Short Sale Tip of The Week 6-17-09

Posted on 16. Jun, 2009 by ctlms in Short Sale, foreclosure

What are the consequences of a short sale? Part 2

Ok, this week are going to discuss the tax implications of a short sale.

First off let’s take care of one common misconception about a short sale.  When the lender agrees to accept a short sale they have 2 choices.  They can write off the loss and the seller will receive a 1099-C or they can pursue the deficiency balance.  They cannot do both.  If they forgive the debt the seller gets the 1099, if they do not forgive the debt there is no 1099.

Now just because the bank forgives the debt does not mean the seller will receive a 1099.  The banks are so screwed up these days that many times they never send it out.  That does not relieve the seller’s responsibility to claim it on their taxes however.  Though without the 1099 they really would not know the exact amount of the forgiven debt, also the IRS would never have been informed of the forgiven debt if the lender never filed the 1099 to begin with.

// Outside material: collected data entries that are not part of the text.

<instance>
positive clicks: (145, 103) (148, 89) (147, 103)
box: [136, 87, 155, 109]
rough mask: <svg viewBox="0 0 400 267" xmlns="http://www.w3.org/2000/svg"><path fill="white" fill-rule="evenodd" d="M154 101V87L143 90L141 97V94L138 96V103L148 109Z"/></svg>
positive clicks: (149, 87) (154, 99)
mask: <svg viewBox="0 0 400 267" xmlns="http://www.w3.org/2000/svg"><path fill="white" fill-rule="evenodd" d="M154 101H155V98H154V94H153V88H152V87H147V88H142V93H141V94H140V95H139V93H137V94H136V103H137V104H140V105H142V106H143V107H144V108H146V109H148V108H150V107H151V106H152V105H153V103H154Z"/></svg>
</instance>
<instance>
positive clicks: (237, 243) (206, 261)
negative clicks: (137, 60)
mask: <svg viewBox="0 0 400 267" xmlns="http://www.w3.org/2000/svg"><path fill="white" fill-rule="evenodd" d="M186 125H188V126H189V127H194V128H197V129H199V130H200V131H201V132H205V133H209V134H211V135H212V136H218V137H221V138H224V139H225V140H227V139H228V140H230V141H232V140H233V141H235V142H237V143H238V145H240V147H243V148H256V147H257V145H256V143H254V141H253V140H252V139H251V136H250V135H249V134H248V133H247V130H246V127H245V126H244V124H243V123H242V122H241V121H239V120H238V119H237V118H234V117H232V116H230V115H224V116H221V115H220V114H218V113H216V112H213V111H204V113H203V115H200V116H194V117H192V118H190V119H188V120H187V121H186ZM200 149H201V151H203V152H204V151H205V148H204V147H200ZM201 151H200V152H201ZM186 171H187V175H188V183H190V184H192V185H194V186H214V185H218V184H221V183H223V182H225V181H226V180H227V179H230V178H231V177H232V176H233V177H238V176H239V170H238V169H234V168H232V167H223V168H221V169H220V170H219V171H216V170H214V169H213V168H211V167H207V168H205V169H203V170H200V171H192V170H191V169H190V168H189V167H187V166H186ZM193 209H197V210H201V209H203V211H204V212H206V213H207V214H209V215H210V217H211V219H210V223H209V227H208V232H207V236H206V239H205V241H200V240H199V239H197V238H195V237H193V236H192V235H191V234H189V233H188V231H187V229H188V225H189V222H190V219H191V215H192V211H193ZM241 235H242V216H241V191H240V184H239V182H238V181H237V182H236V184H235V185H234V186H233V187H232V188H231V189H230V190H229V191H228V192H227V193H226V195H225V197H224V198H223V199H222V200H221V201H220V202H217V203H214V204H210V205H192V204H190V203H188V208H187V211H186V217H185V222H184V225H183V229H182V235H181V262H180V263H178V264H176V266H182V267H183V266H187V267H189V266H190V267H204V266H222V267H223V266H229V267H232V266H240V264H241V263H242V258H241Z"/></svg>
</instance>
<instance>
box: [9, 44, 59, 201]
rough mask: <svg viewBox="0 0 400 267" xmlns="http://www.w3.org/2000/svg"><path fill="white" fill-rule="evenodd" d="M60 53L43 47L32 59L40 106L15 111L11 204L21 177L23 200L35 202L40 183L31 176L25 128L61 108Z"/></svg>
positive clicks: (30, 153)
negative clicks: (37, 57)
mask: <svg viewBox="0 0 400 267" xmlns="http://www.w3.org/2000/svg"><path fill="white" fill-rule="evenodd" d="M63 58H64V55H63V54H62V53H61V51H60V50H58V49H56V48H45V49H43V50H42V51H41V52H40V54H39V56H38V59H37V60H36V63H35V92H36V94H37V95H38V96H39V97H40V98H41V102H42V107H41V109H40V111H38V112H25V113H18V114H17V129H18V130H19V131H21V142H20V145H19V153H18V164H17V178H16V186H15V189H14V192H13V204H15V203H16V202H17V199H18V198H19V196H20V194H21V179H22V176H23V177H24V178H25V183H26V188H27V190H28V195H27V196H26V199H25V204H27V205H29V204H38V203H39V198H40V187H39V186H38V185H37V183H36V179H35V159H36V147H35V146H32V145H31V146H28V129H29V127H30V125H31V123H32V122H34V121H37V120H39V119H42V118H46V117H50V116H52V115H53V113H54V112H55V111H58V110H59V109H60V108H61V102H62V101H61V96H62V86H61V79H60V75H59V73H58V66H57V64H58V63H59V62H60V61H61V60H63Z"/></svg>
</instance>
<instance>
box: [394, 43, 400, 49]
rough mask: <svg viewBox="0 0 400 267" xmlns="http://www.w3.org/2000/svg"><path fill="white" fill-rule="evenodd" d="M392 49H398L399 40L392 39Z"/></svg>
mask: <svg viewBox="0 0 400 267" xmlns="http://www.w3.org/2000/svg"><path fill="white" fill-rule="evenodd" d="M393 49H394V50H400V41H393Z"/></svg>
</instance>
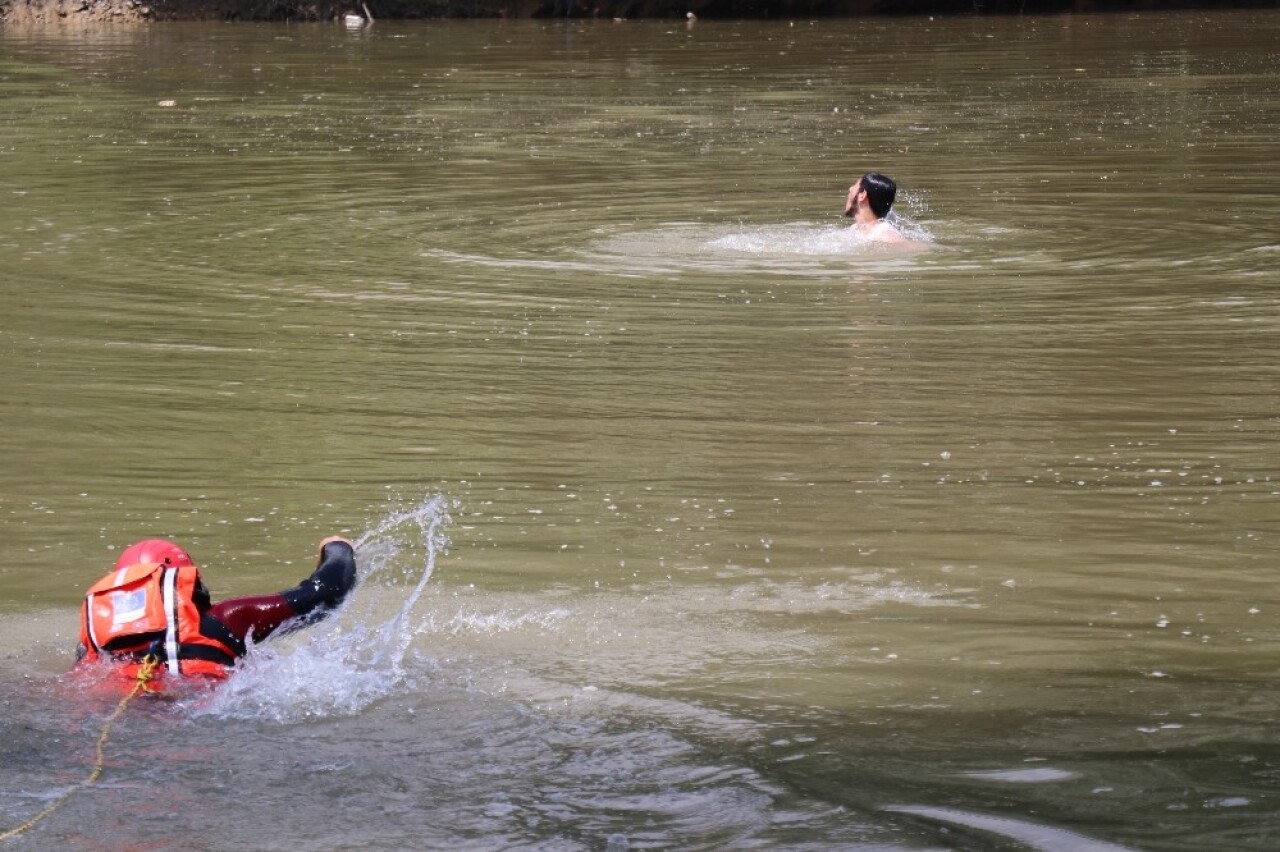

It is not the end of the world for the seller to receive a 1099 either.  First of all it means that they successfully short saled their home and were relieved from the obligation to repay the difference. Also the tax on the forgiven debt would be substantially less than the debt itself.  So the sellers are already in a better place than they could have been.

Most of the time the sellers will owe little or no tax on the forgiven debt.  There are exceptions in the IRS code that allow the taxable gain on forgiven debt to be excluded from the seller’s tax liabilities.  In Dec. 2007 HR3648 was passed which basically relieved homeowners from owing taxes on forgiven debt if the debt was for a mortgage on their primary residence and the loan was used to purchase the home.  If the loan was a cash-out refinance it becomes more complicated as any money not used to pay off the existing loan or improve the house does not qualify for the exemption.  And obviously investment properties, which are not primary residences, do not qualify.

Yet another exemption which has long been used to exclude the tax liability of a 1099 for debt forgiveness is the Insolvency Exemption.  Basically this rule states that if the seller is insolvent they will not have to pay the taxes.  The IRS considers you insolvent if your debts exceed your assets.  If the seller just had to sell their home for less than they owed on it, it is pretty likely that their debts will exceed their assets since most peoples homes are their only real asset.

Obviously your sellers should always seek a competent CPA for further clarification of the tax consequences of a short sale and what will be required when it comes time to file their return.